Archive for big data

Technical Books I’m Reading

A Shelf of Technical Books

I try to keep current on technology. As weird as it may seem, to be an IT industry analyst, you don’t have to know much about technology. You can understand the market without knowing the technology that drives it. It’s limiting but possible.

To really understand IT customers – truly grok them – you need to live a bit in their world. It is my belief that understanding technology provides insights into the market.

More importantly, I like information technology, programming, and and all things geeky. It was my profession for many years before moving to the business side and my heart is still there. So, it is for myself as much as my clients and audience that I continue to go deep in technology.

I have also recently discovered Humble Bundle. They make collections of e-books, comics, and games available for a very low price and donate much of the proceeds to various charities. You can donate as little as US$1.00 and get four or five books. Check them out. They’re awesome.

Subsequently, I have been feasting on technical books on a variety of subjects. Besides my usual array of technology sites and news, here’s what I have been reading.

  • Head First Data Analysis, Michael Milton, O’Reilly – Semi-technical, accessible, introduction to the concepts of data science.
  • Doing Data Science, Cathy O’Neil and Rachel Schutt, O’Reilly – A more in-depth exploration of the process of data science.
  • Think Bayes, Allen B. Downey, O’Reilly – Tutorial on Bayesian statistics.
  • Think Stats, Allen B. Downey, O’Reilly – Tutorial on classical statistics.
  • Mastering Docker 2nd edition, Russ McKendrick and Scott Gallagher, Packt – Both introductory and advanced Docker concepts.

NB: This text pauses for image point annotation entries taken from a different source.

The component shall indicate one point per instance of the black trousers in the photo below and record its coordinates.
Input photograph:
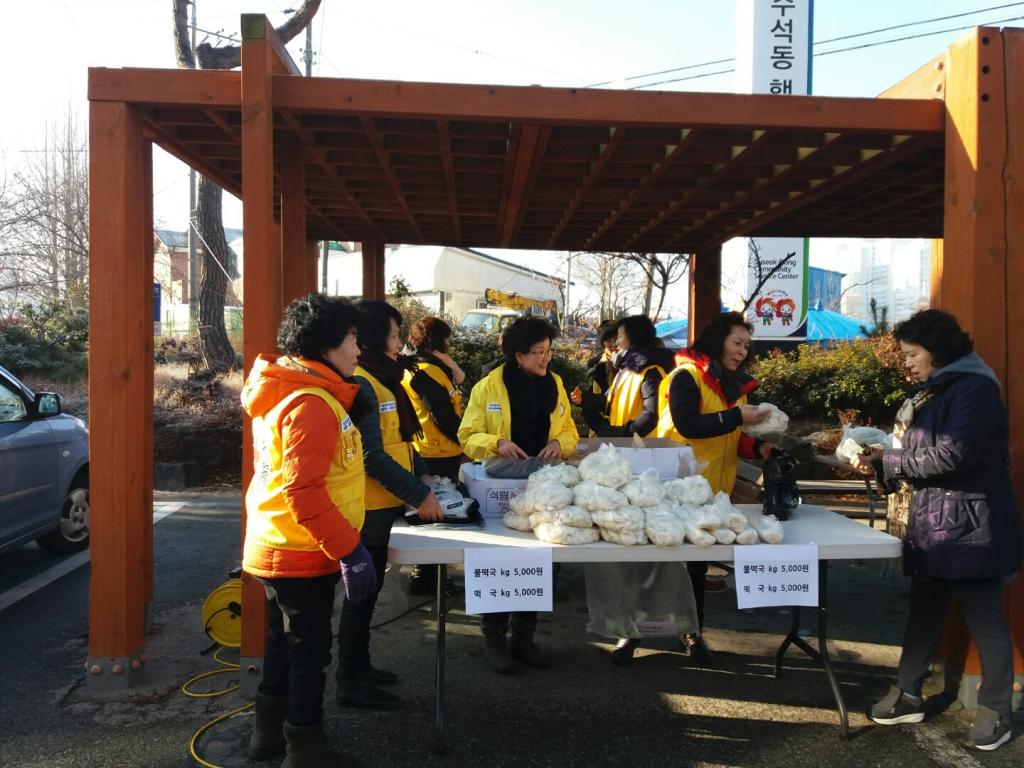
(298, 646)
(698, 578)
(981, 602)
(353, 627)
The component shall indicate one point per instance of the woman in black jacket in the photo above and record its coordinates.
(951, 448)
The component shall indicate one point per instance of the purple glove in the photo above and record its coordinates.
(358, 573)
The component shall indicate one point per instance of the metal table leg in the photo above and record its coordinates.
(821, 653)
(440, 614)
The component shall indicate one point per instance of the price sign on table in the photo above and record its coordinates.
(508, 579)
(776, 574)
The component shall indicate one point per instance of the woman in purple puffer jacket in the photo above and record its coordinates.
(964, 536)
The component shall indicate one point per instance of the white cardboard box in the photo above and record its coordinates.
(492, 494)
(670, 458)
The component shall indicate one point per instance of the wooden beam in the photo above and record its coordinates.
(261, 287)
(525, 155)
(120, 388)
(373, 269)
(294, 250)
(706, 290)
(686, 139)
(202, 88)
(602, 108)
(597, 168)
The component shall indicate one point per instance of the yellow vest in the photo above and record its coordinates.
(488, 418)
(626, 400)
(434, 443)
(273, 525)
(718, 454)
(377, 496)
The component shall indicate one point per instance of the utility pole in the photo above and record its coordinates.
(190, 242)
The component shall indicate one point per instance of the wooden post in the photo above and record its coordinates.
(978, 267)
(706, 290)
(294, 251)
(120, 393)
(312, 254)
(373, 269)
(261, 283)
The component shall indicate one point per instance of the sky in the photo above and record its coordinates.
(521, 42)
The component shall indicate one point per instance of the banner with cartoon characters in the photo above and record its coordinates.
(778, 310)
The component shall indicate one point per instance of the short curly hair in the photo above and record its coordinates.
(938, 332)
(522, 333)
(429, 334)
(711, 340)
(314, 324)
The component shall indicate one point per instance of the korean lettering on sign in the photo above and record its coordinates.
(776, 574)
(508, 579)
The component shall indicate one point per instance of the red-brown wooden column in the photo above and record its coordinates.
(120, 393)
(706, 290)
(294, 251)
(373, 269)
(261, 283)
(977, 272)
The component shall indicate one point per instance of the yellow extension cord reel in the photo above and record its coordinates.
(222, 623)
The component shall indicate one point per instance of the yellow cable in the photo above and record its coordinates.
(227, 667)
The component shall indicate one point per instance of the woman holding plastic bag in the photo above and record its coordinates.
(704, 404)
(517, 411)
(964, 527)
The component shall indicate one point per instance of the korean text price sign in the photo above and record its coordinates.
(507, 579)
(776, 574)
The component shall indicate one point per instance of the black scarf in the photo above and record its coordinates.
(531, 399)
(389, 373)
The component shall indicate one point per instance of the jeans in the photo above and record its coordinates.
(298, 646)
(981, 602)
(353, 627)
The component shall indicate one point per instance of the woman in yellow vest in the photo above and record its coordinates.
(630, 406)
(395, 477)
(704, 404)
(517, 411)
(432, 388)
(303, 515)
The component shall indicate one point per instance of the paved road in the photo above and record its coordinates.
(584, 712)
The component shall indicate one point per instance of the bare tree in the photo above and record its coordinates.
(216, 348)
(44, 224)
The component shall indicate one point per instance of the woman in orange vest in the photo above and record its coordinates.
(432, 388)
(395, 477)
(630, 406)
(303, 515)
(705, 406)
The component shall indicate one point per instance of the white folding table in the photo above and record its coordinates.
(836, 537)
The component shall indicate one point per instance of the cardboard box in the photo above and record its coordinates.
(492, 494)
(670, 458)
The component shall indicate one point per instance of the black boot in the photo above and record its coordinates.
(623, 654)
(521, 646)
(307, 749)
(497, 653)
(267, 739)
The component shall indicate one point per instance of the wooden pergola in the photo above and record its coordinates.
(939, 156)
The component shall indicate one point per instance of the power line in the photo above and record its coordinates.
(837, 50)
(817, 42)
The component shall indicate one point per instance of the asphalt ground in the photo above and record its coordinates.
(659, 711)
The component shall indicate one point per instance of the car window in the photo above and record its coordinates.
(11, 404)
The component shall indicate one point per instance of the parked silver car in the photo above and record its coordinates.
(44, 470)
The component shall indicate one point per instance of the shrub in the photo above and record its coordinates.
(48, 340)
(813, 382)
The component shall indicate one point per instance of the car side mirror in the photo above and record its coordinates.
(47, 403)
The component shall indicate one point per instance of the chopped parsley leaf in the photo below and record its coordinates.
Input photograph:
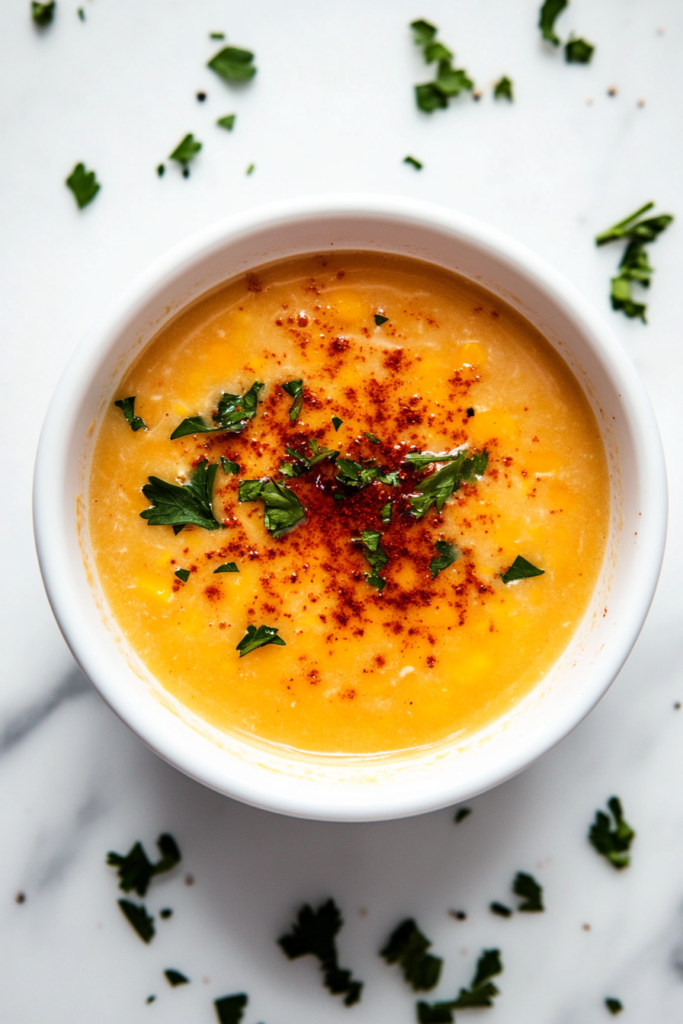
(612, 844)
(127, 407)
(42, 13)
(313, 933)
(175, 978)
(83, 184)
(503, 89)
(232, 65)
(185, 151)
(529, 891)
(579, 51)
(283, 510)
(230, 1009)
(480, 992)
(135, 870)
(139, 919)
(547, 17)
(447, 554)
(260, 637)
(520, 569)
(182, 506)
(408, 947)
(295, 390)
(376, 556)
(235, 412)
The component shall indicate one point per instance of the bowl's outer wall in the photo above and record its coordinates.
(333, 788)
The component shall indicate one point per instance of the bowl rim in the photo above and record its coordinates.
(50, 528)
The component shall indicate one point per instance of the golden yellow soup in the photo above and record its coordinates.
(397, 623)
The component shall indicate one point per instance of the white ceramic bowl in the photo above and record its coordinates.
(365, 787)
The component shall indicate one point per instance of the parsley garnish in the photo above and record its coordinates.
(520, 569)
(83, 184)
(42, 13)
(260, 637)
(447, 553)
(442, 484)
(175, 978)
(612, 843)
(232, 415)
(313, 934)
(127, 407)
(283, 510)
(232, 65)
(135, 870)
(408, 947)
(376, 556)
(547, 17)
(185, 151)
(139, 919)
(480, 992)
(295, 389)
(503, 89)
(230, 1009)
(578, 51)
(634, 265)
(529, 891)
(182, 506)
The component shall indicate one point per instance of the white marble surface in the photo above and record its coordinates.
(331, 109)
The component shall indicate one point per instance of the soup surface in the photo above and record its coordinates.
(385, 571)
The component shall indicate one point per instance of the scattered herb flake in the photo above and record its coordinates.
(313, 933)
(189, 504)
(260, 637)
(529, 891)
(408, 947)
(127, 407)
(612, 843)
(83, 184)
(520, 569)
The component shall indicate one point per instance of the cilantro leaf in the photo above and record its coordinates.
(520, 569)
(127, 407)
(376, 556)
(612, 844)
(447, 554)
(529, 891)
(260, 637)
(42, 13)
(187, 505)
(313, 933)
(175, 978)
(185, 151)
(83, 184)
(232, 415)
(136, 914)
(547, 17)
(232, 65)
(230, 1009)
(579, 51)
(295, 389)
(503, 89)
(408, 947)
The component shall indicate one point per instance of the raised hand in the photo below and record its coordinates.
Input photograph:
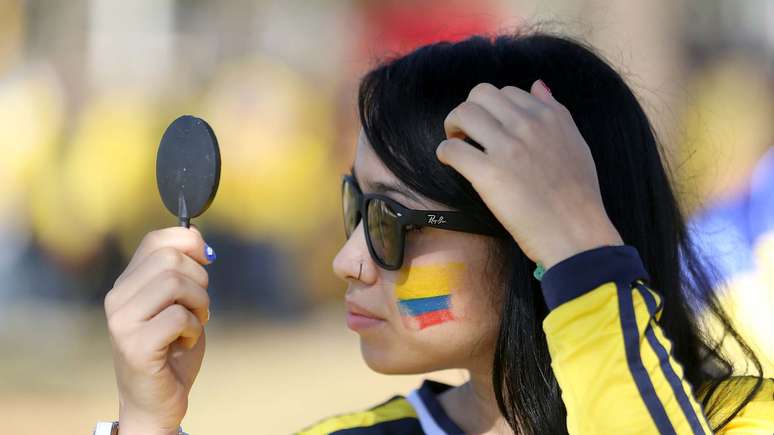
(536, 173)
(156, 312)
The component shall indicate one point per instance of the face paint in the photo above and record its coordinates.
(423, 292)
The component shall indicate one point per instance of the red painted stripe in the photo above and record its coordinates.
(433, 318)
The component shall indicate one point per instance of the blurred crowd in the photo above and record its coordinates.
(87, 87)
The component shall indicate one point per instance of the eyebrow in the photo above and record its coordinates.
(387, 187)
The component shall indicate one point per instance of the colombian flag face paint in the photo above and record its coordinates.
(423, 292)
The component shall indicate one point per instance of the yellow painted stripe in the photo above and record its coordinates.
(429, 280)
(392, 410)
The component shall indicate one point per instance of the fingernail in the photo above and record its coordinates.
(209, 253)
(546, 87)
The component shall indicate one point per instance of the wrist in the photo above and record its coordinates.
(132, 428)
(576, 240)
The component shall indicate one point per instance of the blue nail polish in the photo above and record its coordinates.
(209, 253)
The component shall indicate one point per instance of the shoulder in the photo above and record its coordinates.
(394, 416)
(720, 400)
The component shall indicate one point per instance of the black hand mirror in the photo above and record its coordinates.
(188, 167)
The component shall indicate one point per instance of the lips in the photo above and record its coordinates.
(360, 311)
(359, 319)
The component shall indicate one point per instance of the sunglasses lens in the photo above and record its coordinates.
(350, 204)
(384, 231)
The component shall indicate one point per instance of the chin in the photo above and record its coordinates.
(387, 362)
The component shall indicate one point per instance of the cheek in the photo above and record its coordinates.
(424, 294)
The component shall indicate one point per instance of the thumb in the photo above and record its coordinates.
(209, 253)
(460, 155)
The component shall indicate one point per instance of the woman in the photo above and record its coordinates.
(468, 137)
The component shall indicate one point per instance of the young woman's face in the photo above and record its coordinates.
(434, 313)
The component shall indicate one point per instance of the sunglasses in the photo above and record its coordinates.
(386, 222)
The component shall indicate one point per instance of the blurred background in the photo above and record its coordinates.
(87, 88)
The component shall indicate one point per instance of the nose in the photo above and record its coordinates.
(347, 262)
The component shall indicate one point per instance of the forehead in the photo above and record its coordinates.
(374, 177)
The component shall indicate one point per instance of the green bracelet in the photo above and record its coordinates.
(539, 271)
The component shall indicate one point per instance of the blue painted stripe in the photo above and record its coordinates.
(634, 359)
(663, 357)
(414, 307)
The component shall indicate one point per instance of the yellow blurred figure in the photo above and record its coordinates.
(104, 179)
(274, 131)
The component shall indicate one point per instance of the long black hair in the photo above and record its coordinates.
(402, 104)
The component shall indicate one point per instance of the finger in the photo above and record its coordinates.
(167, 289)
(524, 99)
(183, 239)
(471, 120)
(462, 156)
(541, 91)
(496, 103)
(172, 323)
(158, 262)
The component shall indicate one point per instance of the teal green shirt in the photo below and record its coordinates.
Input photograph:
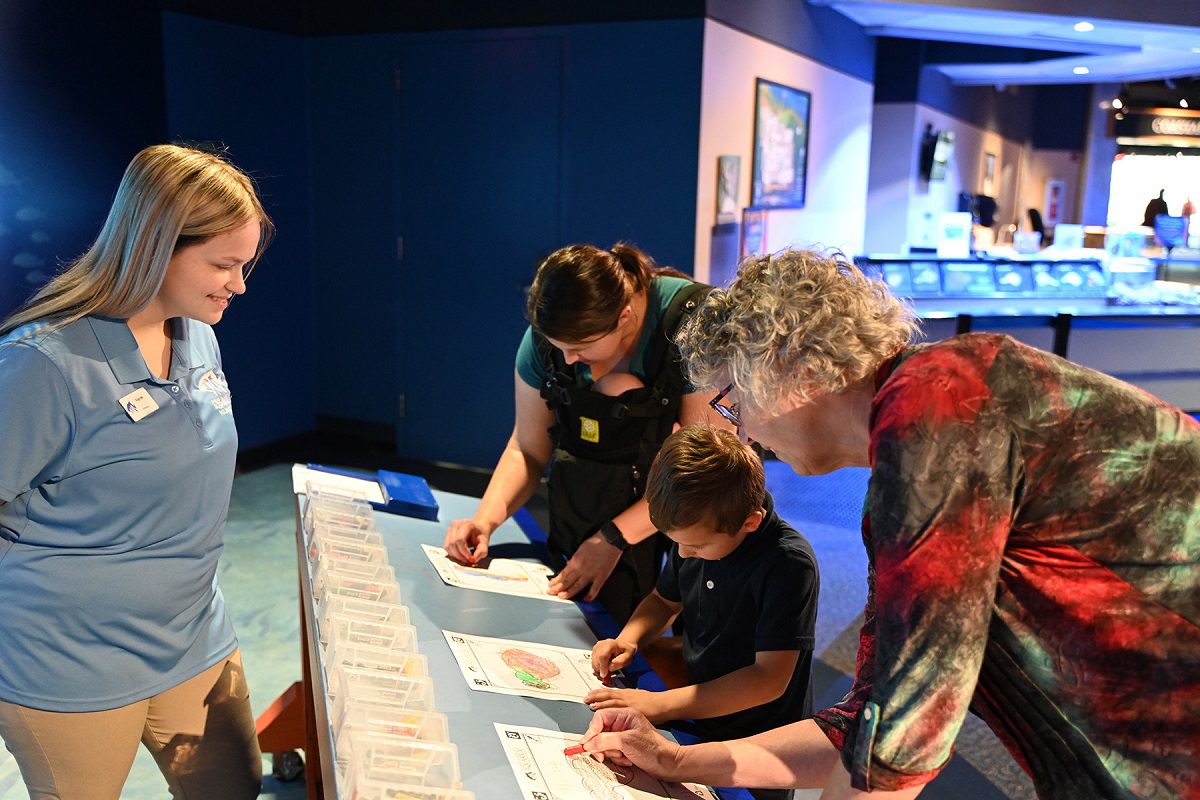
(663, 290)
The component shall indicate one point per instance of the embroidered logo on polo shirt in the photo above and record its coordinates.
(214, 382)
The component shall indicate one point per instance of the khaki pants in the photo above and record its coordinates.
(201, 733)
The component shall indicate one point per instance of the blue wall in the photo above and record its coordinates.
(246, 89)
(599, 145)
(75, 107)
(815, 31)
(1048, 116)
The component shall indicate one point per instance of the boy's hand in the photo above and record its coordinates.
(652, 704)
(610, 656)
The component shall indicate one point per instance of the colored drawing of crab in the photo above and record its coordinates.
(533, 671)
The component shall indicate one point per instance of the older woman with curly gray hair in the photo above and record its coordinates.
(1033, 530)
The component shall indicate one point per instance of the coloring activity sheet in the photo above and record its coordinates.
(502, 576)
(544, 773)
(523, 668)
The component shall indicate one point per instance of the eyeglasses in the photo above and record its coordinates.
(730, 413)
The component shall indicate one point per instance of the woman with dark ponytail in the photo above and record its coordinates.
(598, 389)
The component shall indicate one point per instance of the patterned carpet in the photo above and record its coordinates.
(258, 578)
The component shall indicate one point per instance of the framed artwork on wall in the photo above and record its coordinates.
(1051, 211)
(754, 233)
(780, 145)
(727, 172)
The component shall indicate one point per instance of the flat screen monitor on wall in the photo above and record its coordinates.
(935, 154)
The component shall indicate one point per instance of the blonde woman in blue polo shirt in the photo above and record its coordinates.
(117, 458)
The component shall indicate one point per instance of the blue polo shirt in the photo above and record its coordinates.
(111, 528)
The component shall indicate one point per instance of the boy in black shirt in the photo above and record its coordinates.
(747, 585)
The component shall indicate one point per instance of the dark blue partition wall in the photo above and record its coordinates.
(821, 34)
(81, 91)
(445, 166)
(631, 136)
(246, 90)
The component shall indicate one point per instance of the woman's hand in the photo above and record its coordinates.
(587, 570)
(652, 704)
(467, 541)
(611, 655)
(625, 737)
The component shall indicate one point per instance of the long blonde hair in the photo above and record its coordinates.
(169, 198)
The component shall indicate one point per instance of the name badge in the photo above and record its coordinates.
(138, 404)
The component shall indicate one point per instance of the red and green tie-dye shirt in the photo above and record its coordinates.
(1033, 530)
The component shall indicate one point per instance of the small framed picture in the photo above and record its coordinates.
(780, 146)
(754, 232)
(727, 172)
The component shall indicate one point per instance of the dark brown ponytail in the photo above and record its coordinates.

Good starter for the budding container enthusiast.
  • Getting Started with Kubernetes, Jonathan Baier, Packt – Introduction and tutorial for Kubernetes.
  • Blockchain Basics: A Non-Technical Introduction in 25 Steps, Daniel Drescher, Packt – ntroduction to Blockchain. The non-traditional style was hard for me to get used to.
  • Mastering Blockchain, Imran Bashir, Packt – More traditional and in-depth introduction to Blockchain and major implementations of it such as Bitcoin and Ethereum. I’m reading this now.

I’ve got a lot of books coming up – I bought 41 of them for something like US$35 – including a set of Java books, and more on Cloud, Data Science, and Blockchain/Bitcoin. There’s a book on OpenStack that looks interesting. R in a Nutshell, Thoughtful Machine Learning with Python, and Java 8 Lambdas are all possibilities too. That assumes that Humble Bundle doesn’t wave something interesting in my face. I almost bought the last Python bundle but resisted. Oh, and I have a ton of Linux books waiting in the wings too.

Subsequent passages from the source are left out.